# Getting Started with Pandas and DuckDB

This notebook will walk you through how to work with real NBA data using two powerful tools in Python:

- **DuckDB**, a super-fast in-process SQL database (like SQLite but for analytics)
- **Pandas**, a library for working with tables (called "DataFrames")

We’ll start by connecting to the database and then gradually learn how to filter, group, and analyse data using Python code.

Even if this is your first time seeing Python, don’t worry — each section includes an explanation of what’s happening and why.


In [1]:
# First, import the libraries we need
import duckdb  # lets us run SQL in Python
import pandas as pd  # used to work with tabular data

# Now, connect to our NBA database
con = duckdb.connect('../duckdb/nba.duckdb', read_only=True)

# This database is just a single file on your computer — no server needed


In [None]:
# Let's see what tables exist in our database
# These are like sheets in Excel or tabs in Google Sheets
con.execute("SHOW TABLES").fetchdf()


Each row in the table above represents a dataset we can work with. We'll mostly use:

- `players_cleaned`: info about players (names, positions, height, age)
- `player_stats_cleaned`: performance data (points per game, assists, etc.)
- `top_scorers_by_season`: players with the highest average points (already filtered for us)


In [None]:
# Load the full player stats table into a DataFrame (think: spreadsheet in code)
df_stats = con.execute("SELECT * FROM player_stats_cleaned").fetchdf()

# Let's look at the first 5 rows
df_stats.head()


This gives us a preview of the table as a Pandas DataFrame. Each row is one player. Each column is one stat (like `points_per_game` or `games_played`).

You can think of `df_stats` as a named spreadsheet inside your code.


In [None]:
# .info() shows column names, data types, and whether there are missing values
df_stats.info()

In [None]:
# .describe() gives basic statistics like min, max, mean, and quartiles
df_stats.describe()


These are your quick stats for all numeric columns:
- Count = how many values (not missing)
- Mean = average
- Std = how spread out the data is (standard deviation)
- Min/Max = lowest and highest values

Great for spotting weird values or getting a feel for the data.


In [None]:
# Let's find players who played more than 50 games
df_stats[df_stats["games_played"] > 50]


This is called **boolean indexing**. We're telling pandas:
> Show me only the rows where `games_played` is greater than 50.

This is one of the most common and powerful tools in pandas: filtering your data to focus on just what you need.


In [None]:
# Show the top 10 scorers by points per game
df_stats.sort_values("points_per_game", ascending=False).head(10)
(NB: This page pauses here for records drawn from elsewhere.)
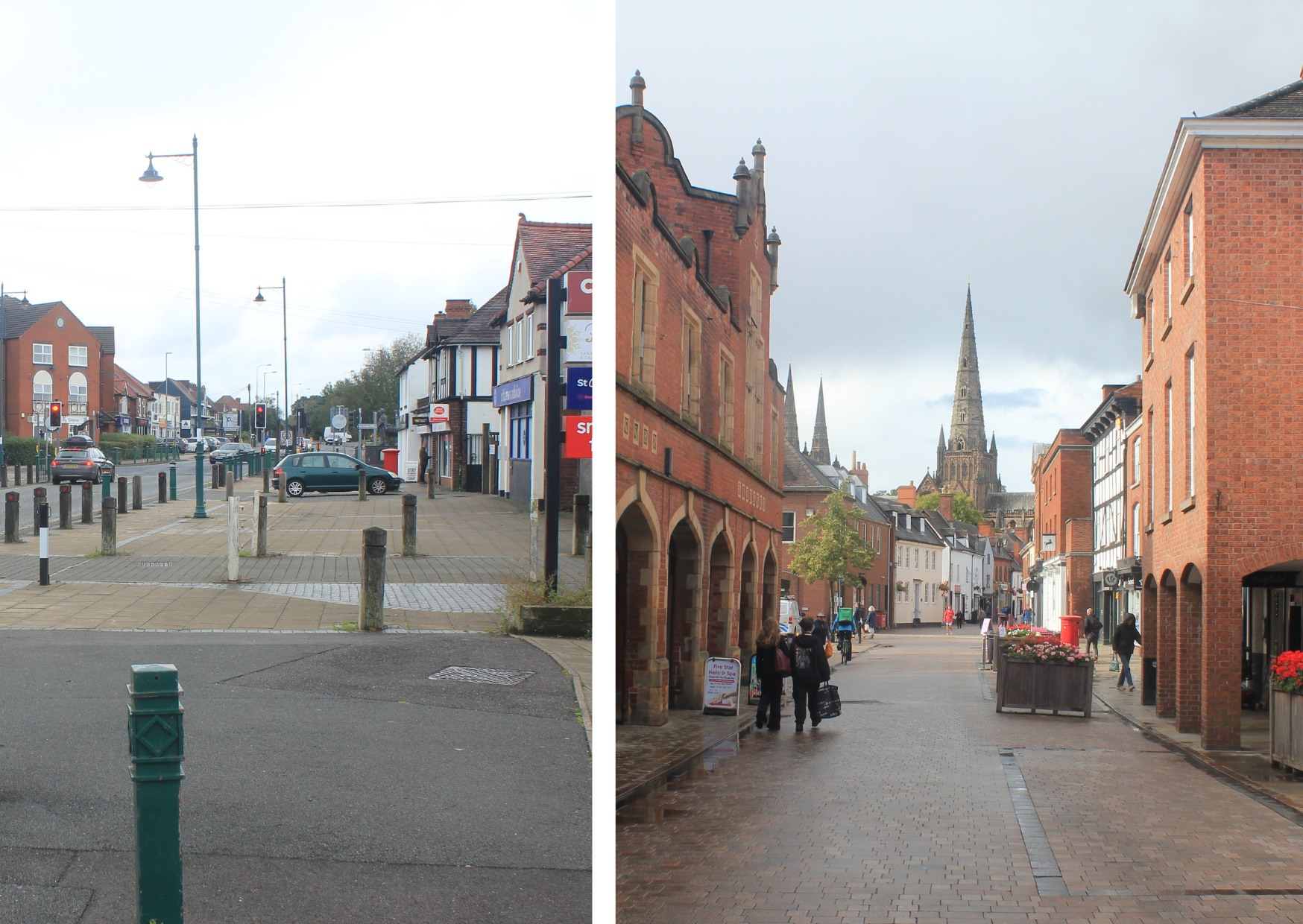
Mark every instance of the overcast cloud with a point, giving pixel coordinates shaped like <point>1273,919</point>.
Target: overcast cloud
<point>292,102</point>
<point>916,146</point>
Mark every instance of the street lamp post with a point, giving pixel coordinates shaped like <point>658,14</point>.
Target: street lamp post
<point>153,176</point>
<point>284,337</point>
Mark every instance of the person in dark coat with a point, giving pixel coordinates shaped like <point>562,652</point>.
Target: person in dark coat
<point>768,645</point>
<point>810,669</point>
<point>1125,640</point>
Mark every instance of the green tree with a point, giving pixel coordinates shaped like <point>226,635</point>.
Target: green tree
<point>832,549</point>
<point>963,506</point>
<point>373,387</point>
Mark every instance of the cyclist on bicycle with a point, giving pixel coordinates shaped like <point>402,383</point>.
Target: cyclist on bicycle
<point>845,627</point>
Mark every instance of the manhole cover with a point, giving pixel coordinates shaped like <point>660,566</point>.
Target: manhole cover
<point>481,675</point>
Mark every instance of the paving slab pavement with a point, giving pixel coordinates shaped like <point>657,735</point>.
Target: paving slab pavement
<point>906,808</point>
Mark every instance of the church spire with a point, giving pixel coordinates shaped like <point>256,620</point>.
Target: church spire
<point>791,433</point>
<point>820,450</point>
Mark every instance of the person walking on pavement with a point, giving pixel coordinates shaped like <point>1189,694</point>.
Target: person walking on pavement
<point>810,669</point>
<point>1125,640</point>
<point>845,626</point>
<point>1091,628</point>
<point>768,647</point>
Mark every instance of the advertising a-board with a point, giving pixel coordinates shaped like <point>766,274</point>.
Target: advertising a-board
<point>724,682</point>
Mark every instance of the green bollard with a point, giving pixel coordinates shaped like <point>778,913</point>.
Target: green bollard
<point>154,720</point>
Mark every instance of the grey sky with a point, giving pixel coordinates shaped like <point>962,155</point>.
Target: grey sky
<point>294,102</point>
<point>916,145</point>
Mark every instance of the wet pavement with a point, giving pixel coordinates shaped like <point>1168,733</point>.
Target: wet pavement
<point>920,803</point>
<point>644,755</point>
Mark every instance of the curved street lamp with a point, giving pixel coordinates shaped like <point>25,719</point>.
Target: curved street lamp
<point>151,175</point>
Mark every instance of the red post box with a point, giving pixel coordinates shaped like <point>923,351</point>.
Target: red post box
<point>1071,630</point>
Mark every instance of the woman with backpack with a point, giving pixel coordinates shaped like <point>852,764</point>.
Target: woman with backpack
<point>773,662</point>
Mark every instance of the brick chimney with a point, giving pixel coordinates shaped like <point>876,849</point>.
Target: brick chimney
<point>458,308</point>
<point>946,506</point>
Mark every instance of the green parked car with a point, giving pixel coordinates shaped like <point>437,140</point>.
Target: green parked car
<point>330,472</point>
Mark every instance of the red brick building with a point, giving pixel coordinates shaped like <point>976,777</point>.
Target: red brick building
<point>51,355</point>
<point>1064,527</point>
<point>698,431</point>
<point>1216,285</point>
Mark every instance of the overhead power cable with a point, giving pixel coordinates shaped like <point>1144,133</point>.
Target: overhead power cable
<point>454,200</point>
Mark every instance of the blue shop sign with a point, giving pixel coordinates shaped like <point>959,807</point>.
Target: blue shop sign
<point>514,393</point>
<point>578,389</point>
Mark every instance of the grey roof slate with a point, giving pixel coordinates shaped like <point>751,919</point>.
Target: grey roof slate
<point>1282,104</point>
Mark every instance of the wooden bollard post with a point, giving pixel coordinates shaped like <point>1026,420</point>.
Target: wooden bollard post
<point>409,525</point>
<point>370,616</point>
<point>108,527</point>
<point>261,551</point>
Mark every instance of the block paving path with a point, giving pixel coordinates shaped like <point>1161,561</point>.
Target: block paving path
<point>920,803</point>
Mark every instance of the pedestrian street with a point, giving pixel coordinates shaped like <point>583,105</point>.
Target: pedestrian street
<point>920,803</point>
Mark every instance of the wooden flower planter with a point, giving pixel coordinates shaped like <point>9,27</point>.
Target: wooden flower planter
<point>1047,687</point>
<point>1287,724</point>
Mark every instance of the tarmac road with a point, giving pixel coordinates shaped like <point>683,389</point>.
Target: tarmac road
<point>327,779</point>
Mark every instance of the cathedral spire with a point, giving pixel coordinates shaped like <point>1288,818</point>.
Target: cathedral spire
<point>820,450</point>
<point>790,431</point>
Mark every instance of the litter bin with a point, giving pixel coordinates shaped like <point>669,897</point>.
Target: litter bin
<point>1070,630</point>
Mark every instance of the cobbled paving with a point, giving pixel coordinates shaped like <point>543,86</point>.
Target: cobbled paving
<point>903,812</point>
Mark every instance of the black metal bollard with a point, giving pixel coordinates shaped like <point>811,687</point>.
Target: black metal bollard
<point>262,527</point>
<point>409,525</point>
<point>38,501</point>
<point>10,516</point>
<point>108,527</point>
<point>370,616</point>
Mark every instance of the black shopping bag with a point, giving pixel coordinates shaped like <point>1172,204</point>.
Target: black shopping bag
<point>827,704</point>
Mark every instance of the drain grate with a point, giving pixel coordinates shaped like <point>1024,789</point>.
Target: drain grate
<point>481,675</point>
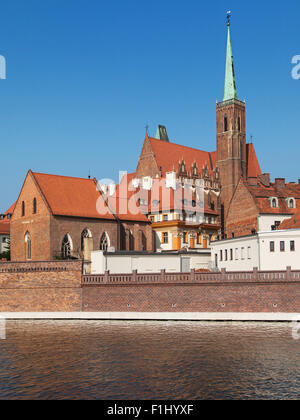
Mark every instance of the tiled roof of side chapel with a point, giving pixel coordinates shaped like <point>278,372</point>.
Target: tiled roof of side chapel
<point>168,155</point>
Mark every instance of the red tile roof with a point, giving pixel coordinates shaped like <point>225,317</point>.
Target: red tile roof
<point>168,156</point>
<point>5,223</point>
<point>80,197</point>
<point>67,196</point>
<point>263,194</point>
<point>292,223</point>
<point>167,199</point>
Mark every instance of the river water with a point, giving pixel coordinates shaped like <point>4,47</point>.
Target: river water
<point>148,360</point>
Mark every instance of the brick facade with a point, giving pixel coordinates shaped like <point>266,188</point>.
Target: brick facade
<point>41,287</point>
<point>231,147</point>
<point>218,292</point>
<point>147,165</point>
<point>60,287</point>
<point>242,215</point>
<point>47,230</point>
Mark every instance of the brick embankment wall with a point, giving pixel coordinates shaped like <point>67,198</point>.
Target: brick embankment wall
<point>40,287</point>
<point>242,292</point>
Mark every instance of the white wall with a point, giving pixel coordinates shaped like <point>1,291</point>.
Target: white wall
<point>266,221</point>
<point>278,260</point>
<point>245,253</point>
<point>152,263</point>
<point>260,255</point>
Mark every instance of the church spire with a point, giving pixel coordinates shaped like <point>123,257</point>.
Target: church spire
<point>230,91</point>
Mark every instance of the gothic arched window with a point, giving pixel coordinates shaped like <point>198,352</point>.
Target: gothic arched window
<point>34,206</point>
<point>225,123</point>
<point>131,241</point>
<point>66,247</point>
<point>28,246</point>
<point>104,242</point>
<point>85,234</point>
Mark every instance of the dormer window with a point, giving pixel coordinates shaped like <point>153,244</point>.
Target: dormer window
<point>274,202</point>
<point>291,203</point>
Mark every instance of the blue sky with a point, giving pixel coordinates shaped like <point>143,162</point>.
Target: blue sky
<point>84,78</point>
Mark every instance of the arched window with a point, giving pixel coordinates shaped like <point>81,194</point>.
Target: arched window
<point>66,247</point>
<point>274,203</point>
<point>85,234</point>
<point>131,241</point>
<point>143,241</point>
<point>34,206</point>
<point>104,242</point>
<point>28,246</point>
<point>225,123</point>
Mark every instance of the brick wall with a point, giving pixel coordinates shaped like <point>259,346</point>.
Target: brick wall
<point>238,292</point>
<point>40,287</point>
<point>147,165</point>
<point>38,225</point>
<point>60,226</point>
<point>242,214</point>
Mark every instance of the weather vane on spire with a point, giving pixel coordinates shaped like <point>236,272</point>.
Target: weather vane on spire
<point>228,17</point>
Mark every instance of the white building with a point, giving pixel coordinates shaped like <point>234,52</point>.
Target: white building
<point>272,250</point>
<point>146,263</point>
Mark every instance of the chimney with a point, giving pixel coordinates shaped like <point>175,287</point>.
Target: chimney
<point>265,179</point>
<point>252,181</point>
<point>280,182</point>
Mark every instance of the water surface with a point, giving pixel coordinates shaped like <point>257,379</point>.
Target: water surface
<point>148,360</point>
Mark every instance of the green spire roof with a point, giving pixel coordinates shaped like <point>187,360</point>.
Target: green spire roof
<point>230,91</point>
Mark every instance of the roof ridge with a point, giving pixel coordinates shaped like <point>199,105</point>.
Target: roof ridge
<point>62,176</point>
<point>180,145</point>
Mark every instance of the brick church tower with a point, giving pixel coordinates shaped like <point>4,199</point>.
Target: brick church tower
<point>231,135</point>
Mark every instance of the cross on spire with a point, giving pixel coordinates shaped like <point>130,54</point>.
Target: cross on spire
<point>230,90</point>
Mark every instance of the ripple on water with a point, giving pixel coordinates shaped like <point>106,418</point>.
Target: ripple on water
<point>148,360</point>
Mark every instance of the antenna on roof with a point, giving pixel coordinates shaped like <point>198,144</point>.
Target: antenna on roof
<point>228,17</point>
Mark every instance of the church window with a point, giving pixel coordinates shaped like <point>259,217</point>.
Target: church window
<point>104,242</point>
<point>85,234</point>
<point>165,238</point>
<point>274,203</point>
<point>66,247</point>
<point>28,246</point>
<point>185,238</point>
<point>131,241</point>
<point>225,123</point>
<point>34,206</point>
<point>292,203</point>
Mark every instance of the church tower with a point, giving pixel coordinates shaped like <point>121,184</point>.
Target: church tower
<point>231,134</point>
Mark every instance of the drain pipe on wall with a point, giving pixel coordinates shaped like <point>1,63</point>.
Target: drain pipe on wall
<point>258,245</point>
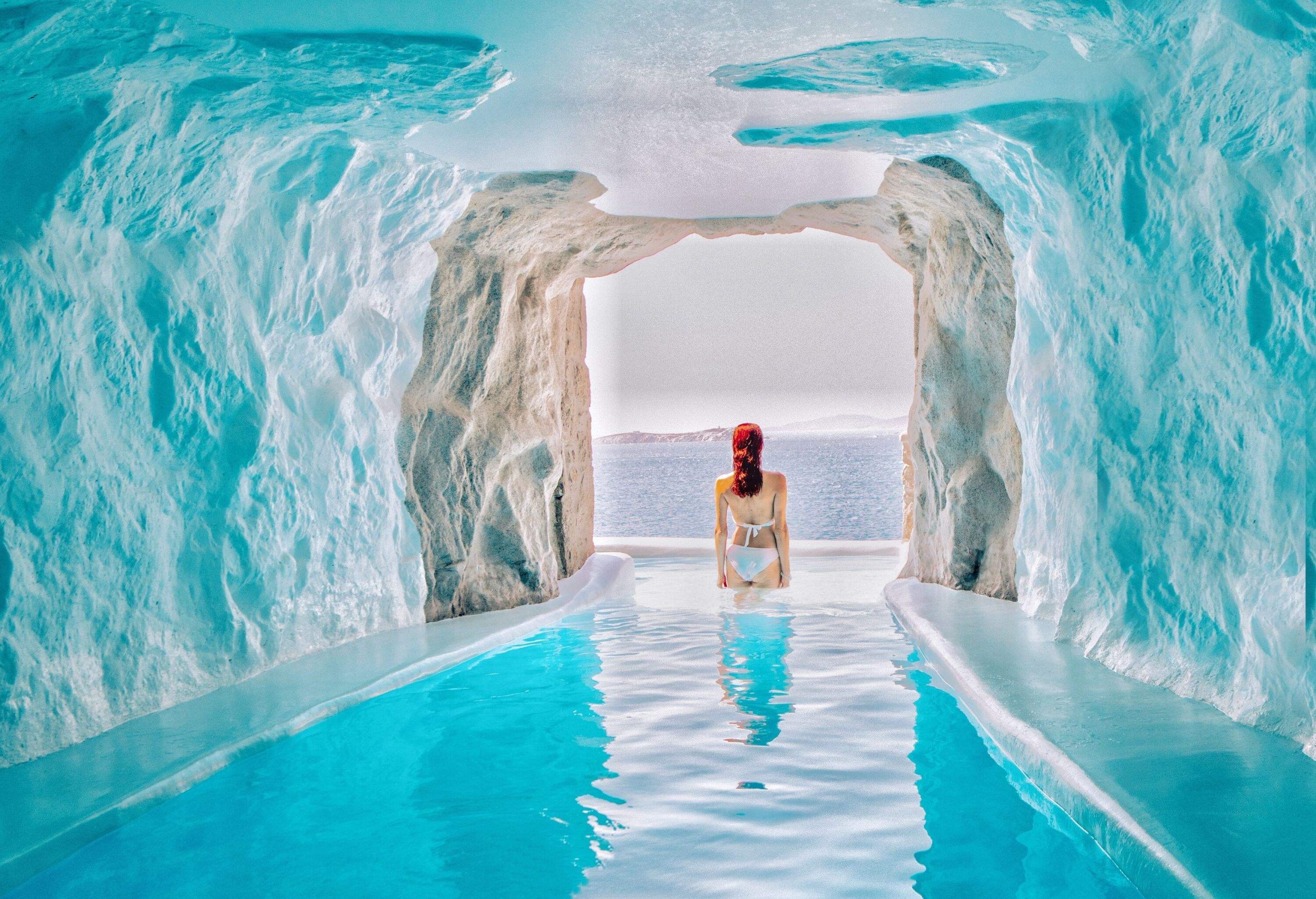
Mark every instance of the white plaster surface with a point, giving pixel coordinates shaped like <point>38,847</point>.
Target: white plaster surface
<point>53,804</point>
<point>1186,801</point>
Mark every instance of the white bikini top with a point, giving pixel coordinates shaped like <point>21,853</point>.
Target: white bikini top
<point>752,529</point>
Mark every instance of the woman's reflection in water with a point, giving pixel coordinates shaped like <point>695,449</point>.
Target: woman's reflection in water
<point>753,674</point>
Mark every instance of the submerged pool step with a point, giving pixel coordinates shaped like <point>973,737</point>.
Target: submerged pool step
<point>1186,801</point>
<point>56,804</point>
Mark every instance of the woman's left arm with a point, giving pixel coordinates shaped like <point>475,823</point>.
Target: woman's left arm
<point>782,534</point>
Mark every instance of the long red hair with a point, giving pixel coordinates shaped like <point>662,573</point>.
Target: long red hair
<point>746,458</point>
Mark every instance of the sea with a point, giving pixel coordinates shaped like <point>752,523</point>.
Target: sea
<point>842,487</point>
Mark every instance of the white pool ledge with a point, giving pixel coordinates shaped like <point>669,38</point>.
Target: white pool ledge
<point>703,546</point>
<point>54,804</point>
<point>1186,801</point>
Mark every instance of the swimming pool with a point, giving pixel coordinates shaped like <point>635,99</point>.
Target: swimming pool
<point>685,741</point>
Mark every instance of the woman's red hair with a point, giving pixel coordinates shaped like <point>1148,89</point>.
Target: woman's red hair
<point>746,458</point>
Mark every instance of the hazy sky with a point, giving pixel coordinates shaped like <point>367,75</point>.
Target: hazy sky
<point>769,329</point>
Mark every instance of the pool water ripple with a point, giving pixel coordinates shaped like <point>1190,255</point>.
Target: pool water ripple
<point>687,741</point>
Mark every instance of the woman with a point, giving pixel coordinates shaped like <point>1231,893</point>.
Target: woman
<point>760,555</point>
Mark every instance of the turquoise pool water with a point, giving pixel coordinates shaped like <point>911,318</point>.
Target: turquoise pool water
<point>686,741</point>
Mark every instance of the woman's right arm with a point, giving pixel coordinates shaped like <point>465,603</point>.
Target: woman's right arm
<point>720,532</point>
<point>783,536</point>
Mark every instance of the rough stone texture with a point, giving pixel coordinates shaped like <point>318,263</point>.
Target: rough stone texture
<point>964,444</point>
<point>214,261</point>
<point>495,433</point>
<point>1166,341</point>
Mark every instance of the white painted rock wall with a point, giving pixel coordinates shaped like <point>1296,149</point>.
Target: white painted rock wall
<point>495,433</point>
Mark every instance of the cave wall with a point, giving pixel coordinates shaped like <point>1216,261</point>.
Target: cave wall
<point>964,447</point>
<point>214,264</point>
<point>1165,343</point>
<point>495,435</point>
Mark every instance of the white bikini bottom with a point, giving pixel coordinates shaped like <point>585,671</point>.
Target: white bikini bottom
<point>749,561</point>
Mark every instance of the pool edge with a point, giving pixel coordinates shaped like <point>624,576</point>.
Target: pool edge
<point>1149,865</point>
<point>605,576</point>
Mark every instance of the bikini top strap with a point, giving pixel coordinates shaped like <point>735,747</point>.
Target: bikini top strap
<point>752,529</point>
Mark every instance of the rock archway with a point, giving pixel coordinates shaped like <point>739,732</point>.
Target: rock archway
<point>495,432</point>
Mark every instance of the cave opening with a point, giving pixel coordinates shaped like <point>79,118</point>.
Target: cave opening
<point>495,439</point>
<point>810,335</point>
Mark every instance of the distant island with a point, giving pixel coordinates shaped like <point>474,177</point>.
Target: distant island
<point>833,424</point>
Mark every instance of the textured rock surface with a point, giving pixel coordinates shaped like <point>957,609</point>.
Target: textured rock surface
<point>495,435</point>
<point>1164,365</point>
<point>895,66</point>
<point>214,264</point>
<point>964,445</point>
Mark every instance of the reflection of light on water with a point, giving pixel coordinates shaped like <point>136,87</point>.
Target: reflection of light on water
<point>753,672</point>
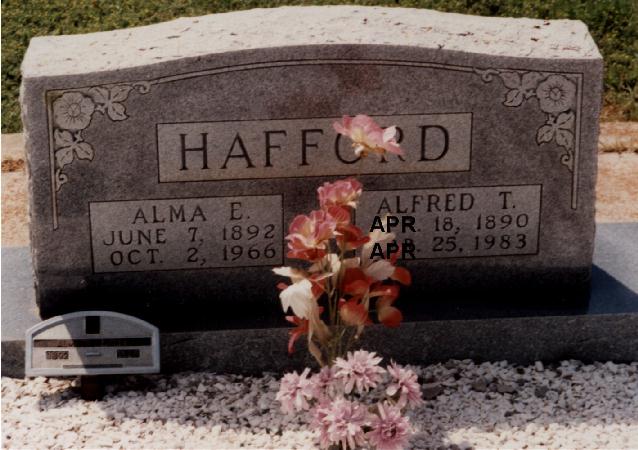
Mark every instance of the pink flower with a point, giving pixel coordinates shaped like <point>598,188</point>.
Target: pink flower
<point>340,193</point>
<point>390,430</point>
<point>308,235</point>
<point>323,388</point>
<point>367,136</point>
<point>405,383</point>
<point>294,392</point>
<point>360,370</point>
<point>341,422</point>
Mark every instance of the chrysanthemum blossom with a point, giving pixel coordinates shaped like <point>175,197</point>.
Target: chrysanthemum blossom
<point>405,384</point>
<point>390,429</point>
<point>360,371</point>
<point>323,384</point>
<point>341,422</point>
<point>308,235</point>
<point>295,392</point>
<point>343,193</point>
<point>367,136</point>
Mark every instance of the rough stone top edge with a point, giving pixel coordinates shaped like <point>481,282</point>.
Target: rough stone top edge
<point>306,25</point>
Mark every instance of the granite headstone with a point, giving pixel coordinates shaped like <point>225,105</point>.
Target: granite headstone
<point>166,161</point>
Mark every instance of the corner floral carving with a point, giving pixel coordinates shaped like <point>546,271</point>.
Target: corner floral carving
<point>72,114</point>
<point>556,95</point>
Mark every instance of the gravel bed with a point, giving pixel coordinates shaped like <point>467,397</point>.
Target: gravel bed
<point>467,405</point>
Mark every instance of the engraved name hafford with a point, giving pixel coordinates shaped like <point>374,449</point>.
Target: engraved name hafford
<point>227,150</point>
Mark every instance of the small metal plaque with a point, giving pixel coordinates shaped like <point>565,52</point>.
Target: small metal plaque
<point>92,343</point>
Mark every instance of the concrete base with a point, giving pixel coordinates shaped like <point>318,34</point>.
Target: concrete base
<point>604,328</point>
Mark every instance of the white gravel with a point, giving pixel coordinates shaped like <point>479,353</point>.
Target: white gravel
<point>490,405</point>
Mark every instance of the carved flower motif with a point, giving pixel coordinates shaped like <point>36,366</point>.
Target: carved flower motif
<point>73,111</point>
<point>556,94</point>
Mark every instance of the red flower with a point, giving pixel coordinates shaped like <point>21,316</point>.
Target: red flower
<point>344,193</point>
<point>308,235</point>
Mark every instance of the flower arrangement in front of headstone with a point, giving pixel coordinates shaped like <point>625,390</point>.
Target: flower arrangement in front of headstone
<point>349,277</point>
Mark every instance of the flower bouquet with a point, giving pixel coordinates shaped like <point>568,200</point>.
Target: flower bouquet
<point>333,298</point>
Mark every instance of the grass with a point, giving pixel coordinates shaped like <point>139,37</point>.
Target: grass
<point>613,24</point>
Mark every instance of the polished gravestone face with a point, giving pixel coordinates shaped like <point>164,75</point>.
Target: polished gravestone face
<point>166,162</point>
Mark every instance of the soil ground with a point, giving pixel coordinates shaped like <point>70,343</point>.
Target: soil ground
<point>616,194</point>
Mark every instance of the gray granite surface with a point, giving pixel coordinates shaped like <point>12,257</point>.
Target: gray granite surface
<point>291,26</point>
<point>604,328</point>
<point>147,147</point>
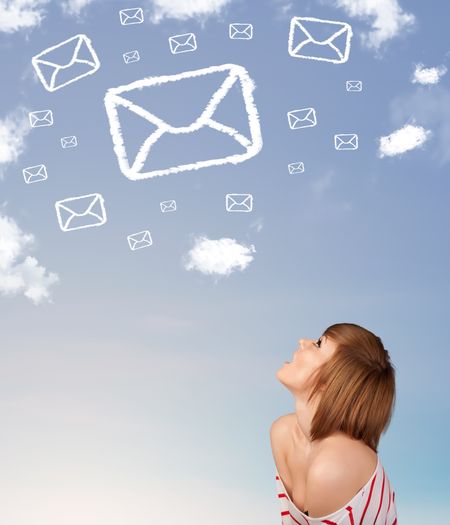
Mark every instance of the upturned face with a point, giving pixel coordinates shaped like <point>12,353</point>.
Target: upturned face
<point>310,355</point>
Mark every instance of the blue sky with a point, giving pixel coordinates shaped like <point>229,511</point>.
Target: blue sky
<point>132,384</point>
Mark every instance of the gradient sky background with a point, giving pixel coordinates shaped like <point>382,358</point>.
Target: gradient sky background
<point>144,393</point>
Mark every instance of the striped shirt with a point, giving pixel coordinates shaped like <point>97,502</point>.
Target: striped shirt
<point>374,504</point>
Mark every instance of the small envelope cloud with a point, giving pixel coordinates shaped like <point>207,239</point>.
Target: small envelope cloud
<point>218,256</point>
<point>26,276</point>
<point>74,7</point>
<point>387,18</point>
<point>184,9</point>
<point>13,130</point>
<point>407,138</point>
<point>428,75</point>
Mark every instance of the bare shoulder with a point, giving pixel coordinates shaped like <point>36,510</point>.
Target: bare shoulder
<point>280,431</point>
<point>336,476</point>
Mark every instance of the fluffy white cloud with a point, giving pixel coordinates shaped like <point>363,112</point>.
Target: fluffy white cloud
<point>387,18</point>
<point>428,75</point>
<point>74,7</point>
<point>13,130</point>
<point>21,14</point>
<point>184,9</point>
<point>27,276</point>
<point>430,107</point>
<point>221,256</point>
<point>404,139</point>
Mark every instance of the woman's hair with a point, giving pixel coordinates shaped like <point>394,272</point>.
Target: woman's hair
<point>357,385</point>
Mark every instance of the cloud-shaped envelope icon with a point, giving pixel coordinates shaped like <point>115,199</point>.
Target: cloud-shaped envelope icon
<point>234,80</point>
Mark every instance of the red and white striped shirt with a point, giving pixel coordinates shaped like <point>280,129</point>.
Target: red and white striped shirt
<point>374,504</point>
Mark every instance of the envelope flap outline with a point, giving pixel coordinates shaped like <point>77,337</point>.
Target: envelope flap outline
<point>140,237</point>
<point>301,23</point>
<point>302,114</point>
<point>87,211</point>
<point>38,116</point>
<point>233,199</point>
<point>132,169</point>
<point>113,96</point>
<point>183,40</point>
<point>80,40</point>
<point>346,138</point>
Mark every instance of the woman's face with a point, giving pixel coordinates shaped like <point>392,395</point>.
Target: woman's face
<point>310,355</point>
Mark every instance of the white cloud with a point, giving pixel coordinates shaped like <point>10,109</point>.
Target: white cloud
<point>428,75</point>
<point>387,19</point>
<point>13,130</point>
<point>404,139</point>
<point>430,107</point>
<point>21,14</point>
<point>184,9</point>
<point>74,7</point>
<point>221,256</point>
<point>27,276</point>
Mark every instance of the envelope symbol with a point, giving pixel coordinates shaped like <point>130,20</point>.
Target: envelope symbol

We use `.sort_values()` to order the DataFrame.
- `"points_per_game"` is the column we're sorting by
- `ascending=False` means highest scores first
- `.head(10)` shows only the top 10 rows


In [None]:
# Load player info so we can group by position
df_players = con.execute("SELECT * FROM players_cleaned").fetchdf()

# Merge player stats and player info using player_id (the shared key)
df_joined = pd.merge(df_stats, df_players, on="player_id")

# Now group by position and calculate average points per game
df_joined.groupby("position")["points_per_game"].mean().sort_values(ascending=False)


This is our first grouped analysis:
- `pd.merge(...)` combines the stats and player info into one table
- `.groupby("position")` splits the data into groups (one for each position)
- `["points_per_game"].mean()` calculates the average within each group

This is great for comparing categories.


### Visualisation Using Python

[matplotlib documentation](https://matplotlib.org/stable/index.html)

In this tutorial, we’ll use **matplotlib**, which is the most widely-used plotting library in Python.

matplotlib lets you create charts and plots directly from your data — just like you'd do in Excel or Google Sheets, but with code. You can use it to draw:
- Bar charts
- Line graphs
- Histograms
- Scatter plots
- And more

It’s especially useful when you're exploring data and want to **see patterns** or **communicate insights visually**.

---

In the example below, we use matplotlib (through a built-in pandas method) to create a **histogram** — a type of bar chart that shows how data is distributed across ranges.

This lets you quickly answer questions like:
- How common are 20+ PPG (points per game) players?
- Is the data skewed toward low or high scores?
- Are there any surprising gaps or outliers in the data?

You’ll see matplotlib pop up again and again in real-world data analysis — it’s a foundational skill worth getting comfortable with.


In [None]:
import matplotlib.pyplot as plt

# Plot histogram of points per game
df_stats["points_per_game"].plot(kind="hist", bins=30, title="Points Per Game Distribution")

plt.xlabel("Points Per Game")
plt.ylabel("Number of Players")
plt.show()


## What You’ve Learned

- How to connect to a DuckDB database in Python
- How to read SQL tables into pandas DataFrames
- How to explore, filter, and sort tabular data
- How to group by categories and calculate averages
- How to visualise a distribution with a histogram

This is a great foundation for doing real-world data analysis.

Next steps:
- Try filtering by other columns (assists, rebounds)
- Build your own leaderboard
- Add visualisations like bar plots or scatter plots